Kurt Fearnley, Australia’s most famous wheelchair racer, says it is unacceptable that people with disabilities should have to spend their time ‘looking at life go by’. Kurt was a guest speaker at the NSWNMA’s Future Ready conference.
For Kurt Fearnley, the defining moments of his life are the moments few people will ever see.
They are found not in his Paralympics and Commonwealth Games triumphs but his interactions with other people with disabilities.
Kurt, 38, started wheelchair racing when he was 14. He has won three Paralympic gold medals and two Commonwealth Games gold medals.
Competition has been a big part of his life for the past 25 years but his next 20 years will be defined by “the moments that happened en route to competition,” he told the conference.
Moments like spending time in a Middle East refugee camp with parents of children with disabilities.
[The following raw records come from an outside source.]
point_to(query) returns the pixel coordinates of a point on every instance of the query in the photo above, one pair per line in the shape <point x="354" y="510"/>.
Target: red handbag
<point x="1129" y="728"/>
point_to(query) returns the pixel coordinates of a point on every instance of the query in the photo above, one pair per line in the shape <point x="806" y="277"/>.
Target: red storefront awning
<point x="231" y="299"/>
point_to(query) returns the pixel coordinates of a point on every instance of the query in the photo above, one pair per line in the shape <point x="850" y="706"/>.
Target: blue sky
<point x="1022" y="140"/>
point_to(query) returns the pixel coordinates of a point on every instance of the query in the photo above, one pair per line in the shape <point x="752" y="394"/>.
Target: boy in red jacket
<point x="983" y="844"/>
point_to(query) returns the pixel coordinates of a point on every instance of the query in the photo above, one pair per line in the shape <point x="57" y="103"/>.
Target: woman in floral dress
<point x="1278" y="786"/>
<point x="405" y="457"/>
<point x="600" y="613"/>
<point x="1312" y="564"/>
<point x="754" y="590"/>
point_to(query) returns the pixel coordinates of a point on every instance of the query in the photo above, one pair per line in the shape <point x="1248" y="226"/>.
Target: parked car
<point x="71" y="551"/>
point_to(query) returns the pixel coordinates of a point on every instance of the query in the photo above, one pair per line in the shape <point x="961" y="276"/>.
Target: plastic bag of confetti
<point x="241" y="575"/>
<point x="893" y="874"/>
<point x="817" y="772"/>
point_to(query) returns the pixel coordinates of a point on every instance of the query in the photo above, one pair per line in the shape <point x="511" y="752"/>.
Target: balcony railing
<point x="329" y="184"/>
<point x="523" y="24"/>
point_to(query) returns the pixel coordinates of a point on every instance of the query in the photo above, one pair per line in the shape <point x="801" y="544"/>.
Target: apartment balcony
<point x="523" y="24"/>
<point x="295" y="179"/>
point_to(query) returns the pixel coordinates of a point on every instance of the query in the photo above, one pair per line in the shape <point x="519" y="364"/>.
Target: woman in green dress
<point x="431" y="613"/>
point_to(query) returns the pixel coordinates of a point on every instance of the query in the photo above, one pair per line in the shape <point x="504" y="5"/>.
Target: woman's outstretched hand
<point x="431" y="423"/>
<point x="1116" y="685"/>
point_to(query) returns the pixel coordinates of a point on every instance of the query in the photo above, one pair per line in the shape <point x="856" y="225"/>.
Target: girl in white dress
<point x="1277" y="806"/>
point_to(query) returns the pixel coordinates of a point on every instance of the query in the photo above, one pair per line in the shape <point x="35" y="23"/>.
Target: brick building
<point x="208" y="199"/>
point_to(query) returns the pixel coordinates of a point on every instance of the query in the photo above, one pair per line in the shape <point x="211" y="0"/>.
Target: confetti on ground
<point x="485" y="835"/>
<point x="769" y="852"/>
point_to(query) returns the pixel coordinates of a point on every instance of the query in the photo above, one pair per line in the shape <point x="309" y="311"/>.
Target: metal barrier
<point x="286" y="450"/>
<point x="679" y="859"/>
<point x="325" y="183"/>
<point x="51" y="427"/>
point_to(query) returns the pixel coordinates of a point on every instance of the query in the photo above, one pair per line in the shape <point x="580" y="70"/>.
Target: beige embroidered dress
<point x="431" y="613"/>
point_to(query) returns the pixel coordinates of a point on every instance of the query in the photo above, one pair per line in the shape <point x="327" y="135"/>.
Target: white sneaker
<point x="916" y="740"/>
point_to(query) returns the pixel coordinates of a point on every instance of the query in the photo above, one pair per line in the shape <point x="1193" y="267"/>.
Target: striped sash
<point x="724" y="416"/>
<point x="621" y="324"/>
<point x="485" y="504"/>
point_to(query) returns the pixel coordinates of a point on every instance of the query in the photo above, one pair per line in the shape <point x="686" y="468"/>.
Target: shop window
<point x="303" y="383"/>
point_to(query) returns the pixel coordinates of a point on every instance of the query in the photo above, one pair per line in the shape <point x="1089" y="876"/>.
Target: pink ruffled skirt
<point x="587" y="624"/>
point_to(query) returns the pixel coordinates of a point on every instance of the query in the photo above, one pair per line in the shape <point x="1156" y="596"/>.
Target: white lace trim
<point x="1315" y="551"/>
“It is the very first time in their lives that they have spent a moment with a person with a disability who has power in their life and education behind them,” he said.
“You see them look at you and realise it turns on its head the way they will see their child from then on.
“All of their hopes and fears that they saw in their child for the first few years of their life just get challenged in a moment.”
Or, moments like seeing an African teenager with a disability put on a school uniform and go through the school gates for the very first time – just as his siblings have always done.
“You experience their moment when they feel that dignity of being able to learn. And it’s the first day they’ve received it, even though they’re a teenager,” Kurt said.
“I think that if I’ve done something of worth over the last 25 years or so, that is actually the thing I’m proud of, that is the moment I will define myself by.”
A product of kindnesses
Kurt, a teacher and father of two young children, grew up in the small NSW town of Carcoar and lives in Newcastle.
His achievements include crawling the entire 96km length of the Kokoda Track to raise awareness for men’s health, crewing the winning yacht in the 2011 Sydney to Hobart race and being appointed an Officer of the Order of Australia for distinguished service to people with a disability.
His work includes the Kurt Fearnley Centre in the Kenyan capital Nairobi, which provides education opportunities for African children.
“Lack of expectation of disabled people rips the life out of people, rips the hope out of them,” he said.
Despite being born with lumbar sacral agenesis – missing the lower part of his spine – Kurt would crawl around paddocks and race his wheelchair with his siblings growing up in Carcoar.
One day, his father carried him inside the house and showed him wheelchair athletes on TV.
“He showed me what was out there for me,” Kurt said.
He has described himself as a product of a culmination of the kindnesses given by many people over many years.
One of those who strived to help him reach his potential was his school principal, who insisted on his right to receive a public education.
“Expectation is where drive, where spark is born,” Kurt told the Future Ready conference.
“And I feel a mixture of guilt and gratitude that I grew up in a place where expectation was hammered into me.
“Struggling is where we find who we are, struggling is where we become who we’re meant to be.
“The building blocks of my past are always the ones with a bit of struggle in them, a bit of substance in them.”
Emotions galore on the Kokoda Track
He says the 11 days he spent crawling the Kokoda Track, when his weight dropped from 54kg to 46kg, were the hardest time of his life.
Before leaving for the trek, a teacher who knew Paua New Guinea told him he would find that people with disabilities were looked after and given love but also kept isolated, because people assumed they did not want to interact with the community.
The teacher told Kurt: “While you’re crawling through these villages you’re going to make people question that. Every step you take on the track, every person with a disability is going to be on your shoulders.”
Stopping at the first village on the track, Kurt found locals were “a bit terrified of me – they had never seen a guy in a wheelchair propelling himself before and it just didn’t click with their reality.”
Kurt found a boy with a disability in the village, “naked, isolated, crawling in the mud underneath one of the houses”.
“I would push over to this kid and he was afraid of me. That was the first time I interacted with the reality that two thirds of the world who require a wheelchair will never see one.
“Hanging around with this kid was one of the most emotional points of my life. Emotional for me, my family and his family.” It was also emotional for one of the PNG porters who helped to carry gear for Kurt’s party.
At the sight of Kurt with the disabled village boy, the porter “starts to tear up and disappears into the bush,” Kurt said.
“And when he walked back into camp that night he walked up to the boss of the trek and said, ‘Kurt’s my brother and I’m his’, and he never left my side for the next 11 days.”